Training Killed During Epoch

shawnbzhang · November 7, 2020, 8:32am

In the middle of training on the first epoch, my process was killed. Going into /var/log/syslog, I read: Out of memory: Killed process 70837 (python), which seems to be the reason why SIGKILL was called. Meanwhile, I have tested that if I change my batch size from 16 to 8, training can run to full completion. This leads me to the belief that my RAM usage is increasing per iteration, but resetting per epoch. What could be the reason for this, and what should I do to fix this?
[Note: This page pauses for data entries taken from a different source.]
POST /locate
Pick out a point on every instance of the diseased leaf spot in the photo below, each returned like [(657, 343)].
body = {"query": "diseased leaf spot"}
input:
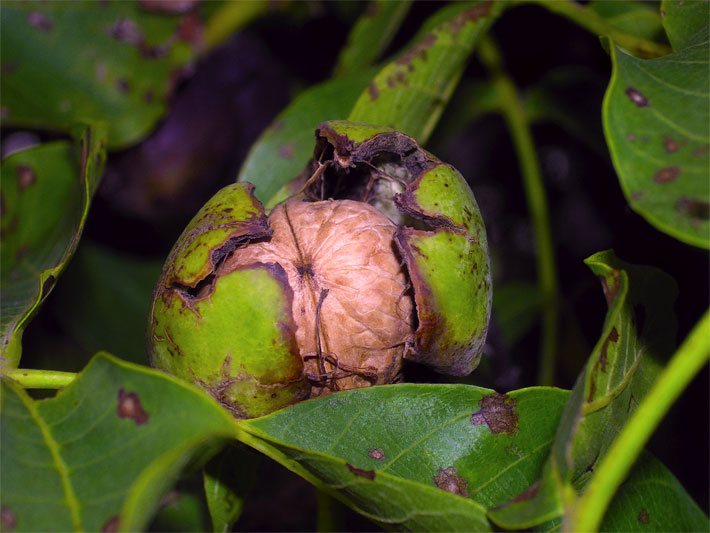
[(129, 406), (498, 413), (125, 31), (48, 284), (636, 97), (644, 517), (666, 175), (670, 144), (448, 479), (8, 521), (112, 525), (39, 21), (373, 91), (697, 209), (25, 177), (367, 474), (377, 454)]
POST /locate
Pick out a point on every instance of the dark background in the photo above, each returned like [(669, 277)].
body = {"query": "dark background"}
[(150, 192)]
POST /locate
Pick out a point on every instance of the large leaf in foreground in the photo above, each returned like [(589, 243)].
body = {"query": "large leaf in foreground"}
[(46, 193), (283, 150), (657, 124), (618, 374), (385, 450), (102, 452), (410, 93), (65, 62)]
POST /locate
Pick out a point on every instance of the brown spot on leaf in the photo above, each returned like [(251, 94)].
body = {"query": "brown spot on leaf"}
[(8, 521), (367, 474), (190, 30), (670, 144), (418, 51), (376, 453), (125, 31), (643, 517), (611, 286), (471, 15), (498, 413), (373, 91), (39, 21), (696, 209), (448, 479), (636, 97), (286, 151), (129, 406), (112, 525), (25, 177), (666, 175)]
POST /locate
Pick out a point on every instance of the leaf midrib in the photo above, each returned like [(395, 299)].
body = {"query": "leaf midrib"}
[(62, 469)]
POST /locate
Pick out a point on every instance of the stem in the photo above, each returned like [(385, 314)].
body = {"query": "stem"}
[(511, 106), (40, 379), (693, 354), (590, 20)]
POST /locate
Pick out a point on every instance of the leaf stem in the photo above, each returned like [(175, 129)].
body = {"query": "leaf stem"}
[(693, 354), (590, 20), (40, 379), (513, 111)]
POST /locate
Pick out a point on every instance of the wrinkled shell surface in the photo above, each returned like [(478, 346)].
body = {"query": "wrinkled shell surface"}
[(352, 305)]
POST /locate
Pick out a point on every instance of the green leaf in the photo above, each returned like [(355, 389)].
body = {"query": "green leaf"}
[(371, 34), (384, 450), (635, 17), (652, 499), (618, 374), (656, 114), (410, 93), (103, 301), (101, 454), (283, 150), (228, 478), (46, 193), (682, 20), (66, 62)]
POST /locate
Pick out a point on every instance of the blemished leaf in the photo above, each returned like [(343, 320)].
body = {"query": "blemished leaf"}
[(635, 17), (618, 374), (387, 451), (227, 479), (65, 62), (410, 93), (682, 20), (283, 150), (102, 453), (371, 35), (46, 192), (656, 117), (652, 499), (103, 301)]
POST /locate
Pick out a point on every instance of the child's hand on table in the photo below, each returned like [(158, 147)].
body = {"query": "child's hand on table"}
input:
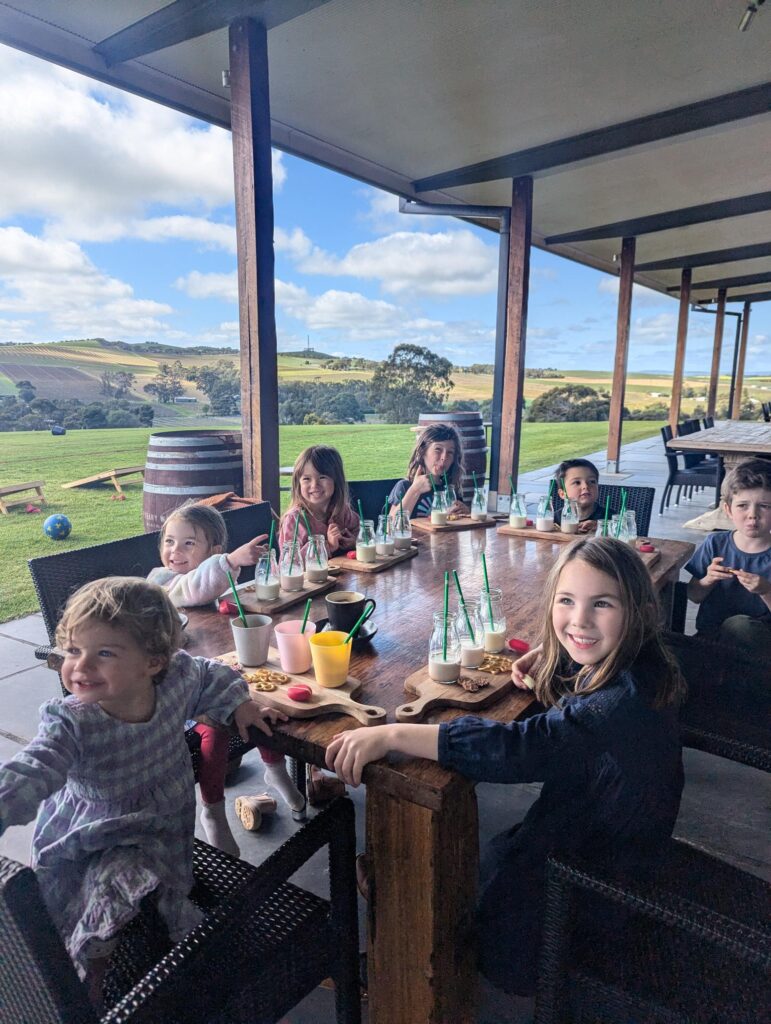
[(249, 714), (350, 752), (754, 583), (523, 667), (249, 553), (717, 571)]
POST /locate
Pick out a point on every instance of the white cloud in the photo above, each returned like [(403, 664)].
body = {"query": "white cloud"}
[(40, 274), (640, 295), (80, 155), (444, 263)]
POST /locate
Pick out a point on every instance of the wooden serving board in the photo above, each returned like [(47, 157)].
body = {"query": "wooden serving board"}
[(430, 695), (464, 522), (557, 537), (285, 599), (325, 700), (342, 562)]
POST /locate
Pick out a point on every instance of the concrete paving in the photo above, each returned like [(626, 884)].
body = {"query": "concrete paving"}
[(725, 806)]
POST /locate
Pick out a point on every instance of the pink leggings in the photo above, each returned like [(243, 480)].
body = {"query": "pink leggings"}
[(214, 762)]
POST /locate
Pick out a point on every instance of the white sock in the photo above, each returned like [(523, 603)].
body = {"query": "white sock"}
[(277, 776), (218, 834)]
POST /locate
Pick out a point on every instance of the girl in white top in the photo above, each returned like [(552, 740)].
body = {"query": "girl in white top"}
[(195, 571)]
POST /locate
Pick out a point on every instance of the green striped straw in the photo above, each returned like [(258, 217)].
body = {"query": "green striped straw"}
[(486, 586), (446, 602), (239, 605), (463, 604), (269, 549), (310, 535)]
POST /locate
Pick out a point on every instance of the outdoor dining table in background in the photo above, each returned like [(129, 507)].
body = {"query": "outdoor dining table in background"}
[(422, 829)]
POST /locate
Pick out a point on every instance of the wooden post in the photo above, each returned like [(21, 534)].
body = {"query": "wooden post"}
[(615, 421), (516, 330), (682, 335), (250, 122), (736, 404), (712, 397)]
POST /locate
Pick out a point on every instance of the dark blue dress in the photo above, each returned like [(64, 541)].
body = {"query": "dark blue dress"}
[(612, 774)]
Here are notable snippets of my code:

model.train()
for t in range(num_of_epochs):
    for step in range(num_of_batches):
        length_data, input, target = loader.get_a_batch()  # Get a batch of data from my custom dataloader class
        if torch.cuda.is_available():
            input = input.cuda()
            target = target.cuda()
        
        model.zero_grad()
        output = model(input)

        loss = loss_func(target, output, length_data)  # Read below for specific code snippet
        
        optimizer.zero_grad()
        loss.backward()
        torch.nn.utils.clip_grad_norm(model.parameters(), grad_clip_val)
        optimizer.step()
        
        loss = float(loss.item())
        if loss < best_loss:
            torch.save(model.state_dict(), ...)
            best_loss = loss

where

def loss_func(target, output, length_data):
    loss_fn = torch.nn.MSELoss()

    sum_loss = 0.0
    for i in range(len(length_data)):
        length = length_data[i]
        sum_loss += loss_fn(target[i, 0:length, :], output[i, 0:length, :])
        
    return sum_loss

Reading on previous discussions, I feel like my problem might come from loss_func where I am summing the losses. However, I feel like the way that I am current doing is necessary for the backpropagation. Would anyone have any advice? Thank you.

Note: My model is an RNN dealing with variable-sized input, which is why you see some of the formatting above.